This article introduces VoiceXML language, discusses how it fits into the current Web environment, and describes how you can combine VoiceXML with speech recognition and speech synthesis technologies to voice-enable your Web site.


Kimberlee Kemble, Program Manager, IBM Voice Systems

Kimberlee Kemble is Program Manager for IBM Voice Systems Middleware Education and Training in Boca Raton, Florida. Kim has been with IBM since 1982, and has been working in the exciting field of speech recognition since 1994. Currently, she coordinates education and training programs for several IBM voice products and technologies, with special focus on VoiceXML and voice user interface design. She is also active in the VoiceXML Forum Education Committee.

30 November 2001


Here's your chance to learn about VoiceXML. This article will introduce you to the VoiceXML language, discuss how it fits into the current Web environment, and describe how you can combine VoiceXML with the technologies of speech recognition and speech synthesis to voice-enable your Web site.

If you've developed any kind of Web application in the last several years, you're already familiar with HTML. You probably know about XML. But do you know what VoiceXML is? Hopefully, you've heard of it, and have been wondering what it is and how you might use it.

What is VoiceXML?

VoiceXML stands for Voice eXtensible Markup Language, and it is an XML-based markup language for creating distributed voice applications, much as HTML is a markup language for creating distributed visual applications.

The VoiceXML language was originated by the VoiceXML Forum, which is an industry organization founded by AT&T, IBM, Lucent, and Motorola ( The Forum is chartered with establishing and promoting VoiceXML as a standard for making Internet content and information accessible via voice and telephone.
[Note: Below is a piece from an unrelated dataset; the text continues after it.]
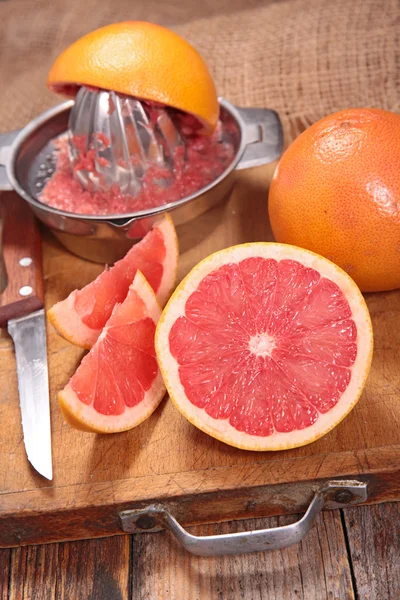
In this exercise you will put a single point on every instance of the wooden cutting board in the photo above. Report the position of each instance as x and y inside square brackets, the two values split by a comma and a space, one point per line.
[167, 459]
"Okay," you say, "Now what does that really mean?" Well, it means that VoiceXML allows you to develop Web-based applications that users can access by telephone -- using their voice. Instead of having to be connected to the Internet and tied to a computer and a mouse, a user can call into your Web site and access the very same information and services, simply by talking to a VoiceXML application over the phone.

Now you're probably thinking, "Okay, so why do I want to provide voice access to my Web site?" The answer to that question is quite simple. By providing voice access to your Web site over the phone, you can provide your customers with virtually anytime, anywhere access to your site. Think about it. The Web has raised customer expectations that business information and services are available 24 hours a day, seven days a week, 365 days a year. But, you have to be tied to a computer and connected to the Web to access these services. Not everyone has a computer, and even those who have a computer aren't always connected. However, almost everyone has a phone (or two or three...). And in the ever mobile world that we live in, most people don't leave home without their phones, so they've essentially got their Web access devices with them at all times. Talk about convenience and availability!

The Extended Web World

VoiceXML is designed to extend the existing Web environment by providing another way of accessing Web information and services. With VoiceXML, you use your voice and a telephone to access the Web instead of a computer and a mouse.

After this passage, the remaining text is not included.